In my recent post about humility, I observed that awareness of my eventual death helps me be less prideful and more humble. Shortly after completing that post, I read a quote in Andy Tix’s blog discussing another benefit of thinking about death. The quote was from Steve Jobs’ 2005 commencement address at Stanford University. Jobs said the following:
“Remembering that I’ll be dead soon is the most important tool I’ve ever encountered to help me make the big choices in life. Because almost everything – all external expectations, all pride, all fear of embarrassment or failure – these things just fall away in the face of death, leaving only what is truly important. Remembering that you are going to die is the best way I know to avoid the trap of thinking you have something to lose. You are already naked. There is no reason not to follow your heart.”
The point is a good one: the thought of our mortality renders many of our preoccupations meaningless or trivial. Jobs mentions being freed not only from pride but from a variety of other constraints. Anticipating death releases us from many of our fears—fears of what others may think, of our own discomfort or shame, of failure. It is a scalpel that cuts away what is unimportant.
Jobs seems to have confidence that, once liberated from pride and fear, we’ll be able to discover what is truly important. Later in his Stanford speech, Jobs gave the following advice:
“Your time is limited, so don’t waste it living someone else’s life. Don’t be trapped by dogma which is living with the results of other people’s thinking. Don’t let the noise of others’ opinions drown out your own inner voice. And most important, have the courage to follow your heart and intuition. They somehow already know what you truly want to become. Everything else is secondary.”

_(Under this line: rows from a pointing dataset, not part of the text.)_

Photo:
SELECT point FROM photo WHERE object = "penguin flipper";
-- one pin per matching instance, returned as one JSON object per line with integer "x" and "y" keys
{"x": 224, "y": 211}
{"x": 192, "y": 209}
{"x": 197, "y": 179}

Jobs seems to be saying that recognition of what is important comes from within us. Gestalt therapist Fritz Perls referred to this as the “wisdom of the organism.” Other humanistic psychologists have roughly the same understanding of our inner nature. Thus, Carl Rogers claimed that “There is in every organism, at whatever level, an underlying flow of movement toward constructive fulfillment of its inherent possibilities.” Abraham Maslow wrote, “If it [i.e. our inner nature] is permitted to guide our life, we grow healthy, fruitful, and happy.” Jobs seems to agree that we possess an inner compass that serves as a prescient guide to how we should live.
It’s easy to think of counter-instances—people who followed their heart and intuition into a state of ruin. The humanists might object that such individuals weren’t truly attending to their inner nature; there’s probably no way to determine whether such people were or weren’t. As for Steve Jobs, his heart always led him in a particular direction. Something about his nature repeatedly drove him to design innovative and user-friendly electronics. Malcolm Gladwell, writing in the New Yorker about Walter Isaacson’s biography of Jobs, suggests that Jobs’ gift was not as an inventor but as a tweaker—someone who took existing technology and refined it. The Macintosh,, the iPod, the iPhone, and the iPad were not original, but were improvements on products or concepts already in existence. Jobs’ passion for creating the perfect phone or computer is much appreciated by millions of Apple devotees.
It’s hard to know whether what Jobs did was truly important; those who look back on his contributions in fifty or a hundred years will be in a much better position than we are to assess that. He was certainly consistent in pursuing what he thought mattered in life, though. The tendency to devote himself to the minutia of products, fussing with them until he was satisfied, persisted into his final days. Gladwell, citing Isaacson’s account, reports that, as he was dying, Jobs repeatedly poured over the plans for Apple’s new headquarters building, changing the details again and again until they pleased him. Then, in the hospital for the final time and deeply sedated, he ripped off the oxygen mask that the pulmonologist put on his face, mumbling that it was poorly designed and he wouldn’t wear it. What mattered to Jobs was the well-designed and perfectly functional object, and he pursued it to the last.